Statistics can be broadly divided into two main categories: descriptive statistics and inferential statistics, each serving a distinct but interconnected purpose.

Descriptive Statistics¶

Descriptive statistics involve methods used to summarize, simplify, and describe the key features of a dataset. This branch aims to provide a concise and meaningful overview of data through measures like:

Central tendency (mean, median, mode)
Dispersion (range, variance, standard deviation)
Graphical representations such as histograms, bar charts, and scatter plots.

Descriptive statistics help us understand the fundamental characteristics of a dataset and make it more manageable for analysis.

Inferential Statistics¶

Inferential statistics go beyond description and seek to draw meaningful conclusions or make predictions based on sample data. It involves techniques such as:

Hypothesis testing
Confidence intervals
Regression analysis

Inferential statistics allow us to make inferences about a larger population based on a representative sample, providing insights into patterns, relationships, and probabilities of outcomes.

Descriptive Statistics Concepts¶

Measures of Central Tendency¶

Refers to the average or “typical” value of a dataset.

Mean – The arithmetic average.
Median – The middle value when data is sorted.
Mode – The most frequent value.

Measures of Dispersion¶

Refers to how spread out the data values are.
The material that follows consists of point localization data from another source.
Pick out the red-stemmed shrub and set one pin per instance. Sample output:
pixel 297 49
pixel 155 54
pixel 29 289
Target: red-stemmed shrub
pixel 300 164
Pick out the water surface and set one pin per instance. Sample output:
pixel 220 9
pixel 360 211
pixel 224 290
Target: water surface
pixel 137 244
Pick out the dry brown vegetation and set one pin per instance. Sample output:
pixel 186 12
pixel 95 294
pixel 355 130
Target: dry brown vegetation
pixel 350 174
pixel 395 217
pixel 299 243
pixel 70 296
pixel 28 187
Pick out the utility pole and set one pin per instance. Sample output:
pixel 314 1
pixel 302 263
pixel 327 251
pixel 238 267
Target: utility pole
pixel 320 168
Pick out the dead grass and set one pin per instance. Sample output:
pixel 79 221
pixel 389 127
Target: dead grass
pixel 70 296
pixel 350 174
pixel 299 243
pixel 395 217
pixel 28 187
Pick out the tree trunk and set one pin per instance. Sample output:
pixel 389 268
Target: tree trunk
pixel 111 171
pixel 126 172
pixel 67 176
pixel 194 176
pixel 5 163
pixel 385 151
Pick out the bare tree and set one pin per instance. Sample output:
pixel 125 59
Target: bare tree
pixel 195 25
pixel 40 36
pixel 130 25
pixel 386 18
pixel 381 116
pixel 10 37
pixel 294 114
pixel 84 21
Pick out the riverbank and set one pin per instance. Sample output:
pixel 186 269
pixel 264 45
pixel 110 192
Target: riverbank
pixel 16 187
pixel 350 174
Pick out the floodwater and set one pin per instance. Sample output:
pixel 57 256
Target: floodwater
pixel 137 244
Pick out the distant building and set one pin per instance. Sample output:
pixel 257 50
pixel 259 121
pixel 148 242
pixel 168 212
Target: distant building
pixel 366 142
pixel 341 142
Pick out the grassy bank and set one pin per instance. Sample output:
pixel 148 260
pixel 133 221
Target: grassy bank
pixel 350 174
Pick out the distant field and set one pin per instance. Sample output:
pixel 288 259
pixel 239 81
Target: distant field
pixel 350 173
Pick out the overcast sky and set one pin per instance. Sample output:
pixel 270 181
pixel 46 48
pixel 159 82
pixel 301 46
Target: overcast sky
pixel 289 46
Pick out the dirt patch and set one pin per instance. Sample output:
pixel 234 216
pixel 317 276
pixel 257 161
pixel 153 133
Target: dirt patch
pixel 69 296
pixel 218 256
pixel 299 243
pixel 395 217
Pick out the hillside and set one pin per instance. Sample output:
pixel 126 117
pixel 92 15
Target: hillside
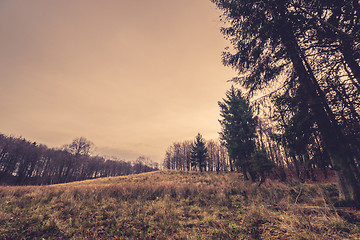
pixel 175 205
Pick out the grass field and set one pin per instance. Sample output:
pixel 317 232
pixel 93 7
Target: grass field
pixel 175 205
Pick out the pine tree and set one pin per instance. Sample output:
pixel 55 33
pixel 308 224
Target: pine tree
pixel 199 153
pixel 274 46
pixel 238 131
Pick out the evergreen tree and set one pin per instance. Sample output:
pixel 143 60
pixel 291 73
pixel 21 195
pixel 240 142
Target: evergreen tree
pixel 276 47
pixel 199 153
pixel 238 130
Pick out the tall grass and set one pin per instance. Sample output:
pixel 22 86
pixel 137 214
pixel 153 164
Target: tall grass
pixel 175 205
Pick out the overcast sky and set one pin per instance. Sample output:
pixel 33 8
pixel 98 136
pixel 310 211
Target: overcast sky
pixel 131 76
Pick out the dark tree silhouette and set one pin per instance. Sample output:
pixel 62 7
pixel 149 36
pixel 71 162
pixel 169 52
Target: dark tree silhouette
pixel 238 131
pixel 199 153
pixel 277 49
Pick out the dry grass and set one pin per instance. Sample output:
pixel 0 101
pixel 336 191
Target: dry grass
pixel 174 205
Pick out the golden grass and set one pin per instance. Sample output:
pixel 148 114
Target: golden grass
pixel 174 205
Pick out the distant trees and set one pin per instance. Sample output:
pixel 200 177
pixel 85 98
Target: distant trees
pixel 199 153
pixel 79 146
pixel 178 156
pixel 24 162
pixel 305 56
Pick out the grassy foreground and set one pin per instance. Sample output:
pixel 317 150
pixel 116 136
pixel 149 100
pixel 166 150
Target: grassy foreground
pixel 175 205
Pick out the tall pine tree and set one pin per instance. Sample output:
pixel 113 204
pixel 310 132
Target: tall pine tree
pixel 199 153
pixel 238 131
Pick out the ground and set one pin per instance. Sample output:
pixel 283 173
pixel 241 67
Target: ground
pixel 176 205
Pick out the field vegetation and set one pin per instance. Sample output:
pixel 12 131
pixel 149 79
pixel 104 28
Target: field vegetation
pixel 175 205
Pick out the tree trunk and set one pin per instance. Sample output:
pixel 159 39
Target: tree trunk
pixel 334 140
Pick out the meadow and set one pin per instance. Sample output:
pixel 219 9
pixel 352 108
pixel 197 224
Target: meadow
pixel 175 205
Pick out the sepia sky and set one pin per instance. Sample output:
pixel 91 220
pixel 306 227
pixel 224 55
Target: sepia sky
pixel 131 76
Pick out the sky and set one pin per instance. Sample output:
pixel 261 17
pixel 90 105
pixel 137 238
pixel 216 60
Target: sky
pixel 131 76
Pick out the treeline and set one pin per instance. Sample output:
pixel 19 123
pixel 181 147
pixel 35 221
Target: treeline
pixel 303 58
pixel 179 156
pixel 23 163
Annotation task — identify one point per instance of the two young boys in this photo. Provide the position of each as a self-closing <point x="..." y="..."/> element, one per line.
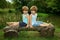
<point x="29" y="20"/>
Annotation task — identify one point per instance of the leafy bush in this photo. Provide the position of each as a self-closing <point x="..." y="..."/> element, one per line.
<point x="42" y="16"/>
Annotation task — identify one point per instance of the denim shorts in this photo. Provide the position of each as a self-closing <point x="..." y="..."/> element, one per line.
<point x="22" y="24"/>
<point x="37" y="23"/>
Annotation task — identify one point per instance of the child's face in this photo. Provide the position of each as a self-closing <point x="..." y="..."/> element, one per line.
<point x="33" y="12"/>
<point x="25" y="12"/>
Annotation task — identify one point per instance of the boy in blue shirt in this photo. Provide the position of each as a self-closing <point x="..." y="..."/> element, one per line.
<point x="25" y="18"/>
<point x="33" y="17"/>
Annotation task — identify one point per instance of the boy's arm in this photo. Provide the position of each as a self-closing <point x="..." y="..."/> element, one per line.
<point x="30" y="20"/>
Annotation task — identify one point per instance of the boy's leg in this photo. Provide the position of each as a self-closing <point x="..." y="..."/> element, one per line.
<point x="13" y="23"/>
<point x="44" y="24"/>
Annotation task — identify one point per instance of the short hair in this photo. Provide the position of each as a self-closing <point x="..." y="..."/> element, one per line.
<point x="25" y="8"/>
<point x="34" y="8"/>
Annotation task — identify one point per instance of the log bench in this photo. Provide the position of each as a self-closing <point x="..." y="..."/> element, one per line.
<point x="46" y="31"/>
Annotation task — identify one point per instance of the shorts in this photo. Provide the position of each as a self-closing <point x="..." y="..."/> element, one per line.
<point x="37" y="23"/>
<point x="22" y="24"/>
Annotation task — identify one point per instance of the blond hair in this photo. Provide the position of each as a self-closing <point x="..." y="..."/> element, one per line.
<point x="34" y="8"/>
<point x="25" y="8"/>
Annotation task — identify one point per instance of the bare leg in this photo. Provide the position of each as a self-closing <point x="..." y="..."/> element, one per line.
<point x="44" y="24"/>
<point x="13" y="23"/>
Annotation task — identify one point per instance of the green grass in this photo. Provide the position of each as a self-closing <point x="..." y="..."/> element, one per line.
<point x="29" y="35"/>
<point x="32" y="35"/>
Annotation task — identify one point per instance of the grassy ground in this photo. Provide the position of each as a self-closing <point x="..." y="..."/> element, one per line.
<point x="28" y="35"/>
<point x="32" y="35"/>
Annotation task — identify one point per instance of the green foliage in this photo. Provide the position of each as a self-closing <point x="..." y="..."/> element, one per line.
<point x="43" y="16"/>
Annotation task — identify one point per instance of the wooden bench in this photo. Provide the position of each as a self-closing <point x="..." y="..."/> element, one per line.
<point x="46" y="31"/>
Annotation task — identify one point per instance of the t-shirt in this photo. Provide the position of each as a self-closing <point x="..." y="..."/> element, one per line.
<point x="34" y="17"/>
<point x="24" y="17"/>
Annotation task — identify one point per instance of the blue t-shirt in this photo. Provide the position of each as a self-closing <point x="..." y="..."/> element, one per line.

Range – Difference between the maximum and minimum values.
Variance – Average of squared deviations from the mean.
Standard Deviation – Square root of variance (measures spread).
Interquartile Range (IQR) – Middle 50% of the data (Q3 - Q1).

Variance¶

Variance quantifies the average of the squared differences between each data point and the mean. It provides information about how individual data points deviate from the mean.

Population Variance¶

The population variance (σ²) is defined as:

\[ \sigma^2 = \frac{\sum_{i=1}^{N} (x_i - \mu)^2}{N} \]

Where:

\( x_i \): an individual data point
\( \mu \): the population mean
\( N \): total number of data points in the population

Sample Variance¶

The sample variance (s²) — an unbiased estimator of the population variance when calculated from a sample — is defined as:

\[ s^2 = \frac{\sum_{i=1}^{N} (x_i - \overline{x})^2}{N - 1} \]

Where:

\( x_i \): an individual data point in the sample
\( \overline{x} \): the sample mean
\( N \): the number of observations in the sample

When to Use Which¶

Use population variance when you have data for the entire population.
Use sample variance when you only have a subset of the population.

Example Calculation¶

Given the dataset: 2, 4, 6, 8

Mean (x̄) = (2 + 4 + 6 + 8) / 4 = 5
Squared deviations:
(2−5)² = 9
(4−5)² = 1
(6−5)² = 1
(8−5)² = 9
Sum of squared deviations = 20
Population variance (σ²) = 20 / 4 = 5
Sample variance (s²) = 20 / (4−1) = 6.67

Python Example¶

# Variance Calculation Examples

# Example dataset
data = [2, 4, 6, 8]

# --- Manual Calculation ---
N = len(data)
mean = sum(data) / N

# Calculate squared differences
squared_diffs = [(x - mean)**2 for x in data]

# Population variance (divide by N)
pop_variance = sum(squared_diffs) / N

# Sample variance (divide by N - 1)
sample_variance = sum(squared_diffs) / (N - 1)

print('Mean =', mean)
print('Population Variance =', pop_variance)
print('Sample Variance =', sample_variance)

# --- Using NumPy ---
import numpy as np
arr = np.array(data)

print('NumPy Population Variance =', arr.var())        # ddof=0 (default)
print('NumPy Sample Variance =', arr.var(ddof=1))      # ddof=1 for sample

Notes¶

Dividing by N−1 in the sample variance formula (Bessel’s correction) removes bias in estimating population variance.
Variance units are squared; take the square root to obtain the standard deviation.